A man standing near the bar at Tammy’s right was watching the exchange with great interest, and when she quickly downed the whiskey, he perked up even further. Tammy noticed the stare and adjusted her position on the stool to get a better look. The light around her, somewhere between an old flashlight and a handful of candles, was enough to allow for a decent view.
Liking what she saw, she fired her next pitch, a mouthed “Hi” in the man’s direction. He responded with a smile and moved toward her. The closer he got, the better he looked, and it was Tammy’s turn to perk up. As he reached her stool, he extended his hand and she took it. The touch sent a shiver down her back and she shuddered.
“Tammy,” she said after recovering.
“Nice to meet you, Tammy,” the man said before motioning to the empty stool next to her. “May I join you?”
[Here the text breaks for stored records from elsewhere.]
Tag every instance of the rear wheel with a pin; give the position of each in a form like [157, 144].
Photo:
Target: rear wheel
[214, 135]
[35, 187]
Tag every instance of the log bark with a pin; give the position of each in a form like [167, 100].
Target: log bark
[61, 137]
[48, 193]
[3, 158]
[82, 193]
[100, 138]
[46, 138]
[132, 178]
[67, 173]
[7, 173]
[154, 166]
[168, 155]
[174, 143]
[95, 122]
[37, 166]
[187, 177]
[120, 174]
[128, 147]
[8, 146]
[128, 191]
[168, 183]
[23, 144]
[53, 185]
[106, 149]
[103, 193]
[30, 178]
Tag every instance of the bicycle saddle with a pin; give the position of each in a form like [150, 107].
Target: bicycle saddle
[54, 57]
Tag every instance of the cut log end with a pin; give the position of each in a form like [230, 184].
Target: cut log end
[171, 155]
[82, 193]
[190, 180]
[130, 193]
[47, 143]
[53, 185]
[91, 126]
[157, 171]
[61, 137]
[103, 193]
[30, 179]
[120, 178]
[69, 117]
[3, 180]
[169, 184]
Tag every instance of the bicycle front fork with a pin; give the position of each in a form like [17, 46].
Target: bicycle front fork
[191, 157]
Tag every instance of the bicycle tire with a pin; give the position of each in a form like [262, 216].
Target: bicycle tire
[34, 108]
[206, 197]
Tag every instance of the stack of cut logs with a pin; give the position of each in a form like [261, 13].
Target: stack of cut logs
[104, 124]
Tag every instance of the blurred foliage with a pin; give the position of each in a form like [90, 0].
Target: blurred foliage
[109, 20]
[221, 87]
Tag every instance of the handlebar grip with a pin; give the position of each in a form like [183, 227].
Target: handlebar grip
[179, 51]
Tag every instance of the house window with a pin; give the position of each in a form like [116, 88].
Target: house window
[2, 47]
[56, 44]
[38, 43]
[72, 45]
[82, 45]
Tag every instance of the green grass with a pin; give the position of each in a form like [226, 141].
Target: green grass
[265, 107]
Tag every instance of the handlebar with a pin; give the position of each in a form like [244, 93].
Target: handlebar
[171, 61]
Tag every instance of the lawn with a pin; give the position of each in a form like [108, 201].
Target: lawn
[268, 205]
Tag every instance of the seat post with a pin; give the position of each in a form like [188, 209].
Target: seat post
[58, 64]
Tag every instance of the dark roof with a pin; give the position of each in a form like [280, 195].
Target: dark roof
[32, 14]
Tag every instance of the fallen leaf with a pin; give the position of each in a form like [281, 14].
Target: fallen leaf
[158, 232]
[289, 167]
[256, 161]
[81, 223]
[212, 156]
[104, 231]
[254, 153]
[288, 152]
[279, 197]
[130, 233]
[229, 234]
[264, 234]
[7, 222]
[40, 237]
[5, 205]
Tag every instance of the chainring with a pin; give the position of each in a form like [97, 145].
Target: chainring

That he failed to introduce himself never registered.
“Please,” Tammy said with a small nod.
Her heart was racing as the man sat, and she silently chided herself for being so flustered. It was usually the other way around, especially with the baseball boys, and as the man settled onto the stool, she took a swig of Miller and tried to regroup.
“You’re not from Bluefield, are you?” she said after swallowing.
“Nope, first time,” the man said as he motioned to Billy for a new drink.
“Oooh, a traveler,” Tammy said in her best pick-up voice.
The man offered up a nonchalant shrug.
“I get around.”
“I’ll bet you do,” Tammy said through a sly grin.
Billy interrupted the dance when he arrived with the man’s refill. Tammy used the break to take another sip of beer, accidentally-on-purpose dribbling some down her chin in the process. As the liquid made its way to the space between her breasts, she pinched a napkin off the bar and made an elaborate show of dabbing at the moisture.
“You missed some,” the man said before using the side of his finger to wipe a drop from her chin.
The touch produced new shivers and Tammy’s nipples got rock hard under the thin fabric of her dress. The man’s eyes took notice of her excitement.
“All fixed,” the man said.
Tammy pushed some air through her lips.
“Yes, it is,” she said under her breath.
The man smiled and sampled his beverage. Tammy waited for him to finish.
“So, what brings you to town?” she said. “Are you a ballplayer?”
“I’ve been known to play a game or two,” he said as his finger came back to her body.
He used it to draw an imaginary line across her shoulder and down her arm. Goosebumps sprouted and Tammy closed her eyes to absorb the sensations. What had started as her game had become his. She was wet from the simple touches and more than ready to go. All the man had to do was ask. An hour later he did.
It was the last time Tammy was seen alive.